Offensives were useless, not that they didn’t try. The Battle of Verdun, fought between the 21st of February and the 18th of December in 1916 resulted in small geographic gains and losses repeated on a loop between the French and German armies. In the end both sides ended up pretty much where they started. One remarkable change, though, over 377 thousand French and 337 thousand German soldiers were dead. 

Imagine, for a minute, the absolute madness of “going over the top” leaving the uncomfortable, but relatively safe confines of the trench, and crawling on your stomach through the mud, with the scream of bullets and the freight train whistle of cannon shells a constant sound track until the one “you never hear” finds you and leaves your lifeless corpse laying there blocking the path for the poor bastard crawling behind you. Knowing full well the gains made would be measured in feet, and would in all likelihood be temporary.
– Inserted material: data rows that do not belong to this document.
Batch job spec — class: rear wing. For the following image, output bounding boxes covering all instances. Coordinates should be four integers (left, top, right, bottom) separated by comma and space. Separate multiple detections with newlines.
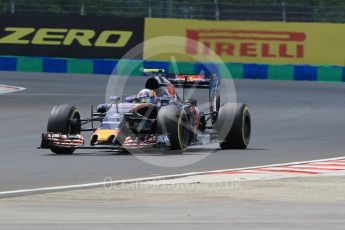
166, 74, 220, 115
167, 74, 217, 88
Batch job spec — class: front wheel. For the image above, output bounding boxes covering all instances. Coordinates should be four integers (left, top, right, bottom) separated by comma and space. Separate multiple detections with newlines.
47, 105, 81, 154
216, 103, 251, 149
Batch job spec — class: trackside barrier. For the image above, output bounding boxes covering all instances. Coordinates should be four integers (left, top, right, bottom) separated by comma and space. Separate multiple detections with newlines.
0, 56, 345, 82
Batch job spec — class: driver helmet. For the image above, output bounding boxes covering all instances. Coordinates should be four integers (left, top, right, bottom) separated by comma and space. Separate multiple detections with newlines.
137, 89, 157, 103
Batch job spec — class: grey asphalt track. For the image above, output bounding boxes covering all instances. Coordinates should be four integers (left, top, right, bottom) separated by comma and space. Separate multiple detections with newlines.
0, 72, 345, 191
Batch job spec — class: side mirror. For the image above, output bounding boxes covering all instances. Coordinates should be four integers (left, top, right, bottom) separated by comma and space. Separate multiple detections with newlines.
145, 77, 159, 90
109, 96, 120, 103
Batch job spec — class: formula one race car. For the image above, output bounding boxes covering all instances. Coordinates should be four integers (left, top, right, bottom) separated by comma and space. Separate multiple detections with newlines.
40, 69, 251, 154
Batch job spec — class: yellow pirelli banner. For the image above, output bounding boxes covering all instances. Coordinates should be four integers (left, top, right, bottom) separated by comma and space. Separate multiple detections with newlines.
144, 18, 345, 66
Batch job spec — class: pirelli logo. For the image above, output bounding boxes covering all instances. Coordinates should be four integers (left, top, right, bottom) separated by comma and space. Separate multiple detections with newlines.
185, 29, 306, 58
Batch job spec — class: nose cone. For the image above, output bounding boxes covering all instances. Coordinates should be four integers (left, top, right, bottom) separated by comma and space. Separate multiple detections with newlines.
92, 129, 119, 143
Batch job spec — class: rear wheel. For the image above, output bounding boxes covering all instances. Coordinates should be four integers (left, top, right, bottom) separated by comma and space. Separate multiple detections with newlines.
157, 105, 189, 153
216, 103, 251, 149
47, 105, 81, 154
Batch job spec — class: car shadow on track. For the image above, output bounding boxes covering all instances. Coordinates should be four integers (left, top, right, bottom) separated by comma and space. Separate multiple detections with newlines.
42, 148, 217, 157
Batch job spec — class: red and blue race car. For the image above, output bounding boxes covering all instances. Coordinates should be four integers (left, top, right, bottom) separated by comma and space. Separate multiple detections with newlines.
40, 69, 251, 154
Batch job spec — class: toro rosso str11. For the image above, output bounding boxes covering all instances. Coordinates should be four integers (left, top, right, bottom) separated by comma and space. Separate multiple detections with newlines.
40, 69, 251, 154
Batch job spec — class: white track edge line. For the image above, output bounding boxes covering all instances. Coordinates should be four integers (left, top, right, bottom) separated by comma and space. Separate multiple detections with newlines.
0, 156, 345, 198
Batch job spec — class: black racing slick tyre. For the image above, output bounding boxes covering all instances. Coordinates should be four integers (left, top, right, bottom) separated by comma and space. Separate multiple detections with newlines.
157, 105, 189, 153
47, 105, 81, 154
215, 103, 251, 149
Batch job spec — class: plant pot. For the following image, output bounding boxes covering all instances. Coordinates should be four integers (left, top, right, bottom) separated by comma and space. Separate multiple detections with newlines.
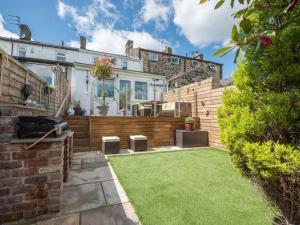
184, 123, 194, 131
73, 108, 81, 116
120, 109, 127, 116
97, 105, 108, 116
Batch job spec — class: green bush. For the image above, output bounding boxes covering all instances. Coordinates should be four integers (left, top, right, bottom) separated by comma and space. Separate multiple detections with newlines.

Soldiers knew the madness, and the cruelty, and the awesome, unforgivable stupidity, but they overcame their fear and followed orders.

And it was like that everywhere. It was conceivably possible to walk 475 miles from the English Channel to the border of Switzerland and never walk above ground. Of course, that assumes you lived long enough to walk that far. That you weren’t ripped to pieces by a lucky shell, or smothered by mustard gas, or taken down by disease, or killed in a suicide offensive from the enemy.

There were no respites between battles, they were constantly engaged, and they served proudly, in filth, squalor, and fear. And they deserve to be remembered. 

“We are the dead. Short days ago
We lived, felt dawn, saw sunset glow,
Loved and were loved and now we lie,
                           In Flanders Field.”